In the Wazuh indexer integration alternative, the forwarder executes periodic queries to the Wazuh indexer. These queries are performed in blocks, with the time range of each query matching the specified query period. Consequently, there may be a delay in the arrival of alerts at the destination, depending on the frequency set for querying new alerts.

In the Wazuh server integration, the forwarder periodically checks the Wazuh alerts file. If it detects changes since the last read, it loads all the new alerts and sends them to the third-party platform.

Similarly, checking for new alerts periodically means that the alerts reach the destination with a delay. This delay depends on the frequency established to check for new alerts.

We discuss the data forwarders that we use in the integration alternatives.

There are several ways to ingest data into third-party indexers, which include using content sources, Elastic Agent, Beats, or Logstash. Each method has different trade-offs and use cases. In this documentation, we consider only Logstash and Splunk Forwarder and explain our considerations.

Logstash

Elastic Logstash is a free and open server-side data processing pipeline that ingests data from multiple sources, transforms it, and then sends it to your desired destination. Logstash has an Apache 2.0 license base and non-open source extensions under the x-pack denomination. Logstash supports scheduling queries at intervals of up to a second.

Logstash supports reading data from indexes using an input plugin and supports transformations with an output plugin. In summary, Logstash is the most compatible data forwarder for the Wazuh indexer and server integrations.

Splunk Forwarder

Splunk forwarder is a powerful data collection and forwarding tool provided by Splunk. It serves as an agent that collects data from various sources, transforms it if necessary, and sends it to the Splunk indexing infrastructure for further analysis and visualization.

The Splunk forwarder supports data collection from diverse sources such as log files, metrics, network devices, and APIs. It provides robust mechanisms to parse, filter, and enrich the collected data before sending it to the Splunk indexers.
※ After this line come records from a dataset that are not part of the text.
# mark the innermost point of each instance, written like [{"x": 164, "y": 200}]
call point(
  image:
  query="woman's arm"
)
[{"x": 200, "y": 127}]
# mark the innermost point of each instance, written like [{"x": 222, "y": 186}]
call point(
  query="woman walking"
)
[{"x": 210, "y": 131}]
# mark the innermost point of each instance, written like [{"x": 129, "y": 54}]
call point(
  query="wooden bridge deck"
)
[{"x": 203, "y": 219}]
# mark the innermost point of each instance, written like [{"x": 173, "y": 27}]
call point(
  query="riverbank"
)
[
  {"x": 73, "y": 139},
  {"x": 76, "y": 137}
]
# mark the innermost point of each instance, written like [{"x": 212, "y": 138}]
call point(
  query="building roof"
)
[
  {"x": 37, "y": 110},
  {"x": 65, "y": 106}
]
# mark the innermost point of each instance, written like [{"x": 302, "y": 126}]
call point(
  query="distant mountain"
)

This enables users to extract relevant information, apply custom formatting, and enhance the data's overall quality and usefulness.

Redistributable dashboards

In this guide you can find configuration steps to set your integration and use the dashboards we provide for third-party security platforms. These dashboards help you get insights from your security data using these platforms.

Capacity planning

When integrating Wazuh with other security solutions, you need to carefully plan your storage resources and escalation needs beforehand. While the details on capacity planning are out of the scope of this guide, here are a few considerations.

When using the Wazuh indexer integration, you need to put the following points into consideration:

  • The disk space available on the third-party endpoint.

  • The network bandwidth the third-party indexer needs to ingest the collected data.

  • The network bandwidth the data forwarder uses to forward the security data.

  • The scalability of the data forwarder infrastructure to read all the data from the Wazuh indexer and forward it to the third-party security platform.

When using the Wazuh server integration, you need to put the following points into consideration:

  • The disk space each Wazuh server must have to forward the data.

  • The network bandwidth the Wazuh server and the third-party security platform need to receive and forward the security data respectively.

  • The additional CPU/RAM resources the data forwarder requires to work.

  • The disk space on the destination platform to accommodate the forwarded data it receives.

After the integration, you might have the same data in both Wazuh and third-party security platforms. To minimize the amount of duplicated data, you can archive the data from the Wazuh server or indexer for storage or later analysis. Also, you need to plan backups and recovery of data in case of failure.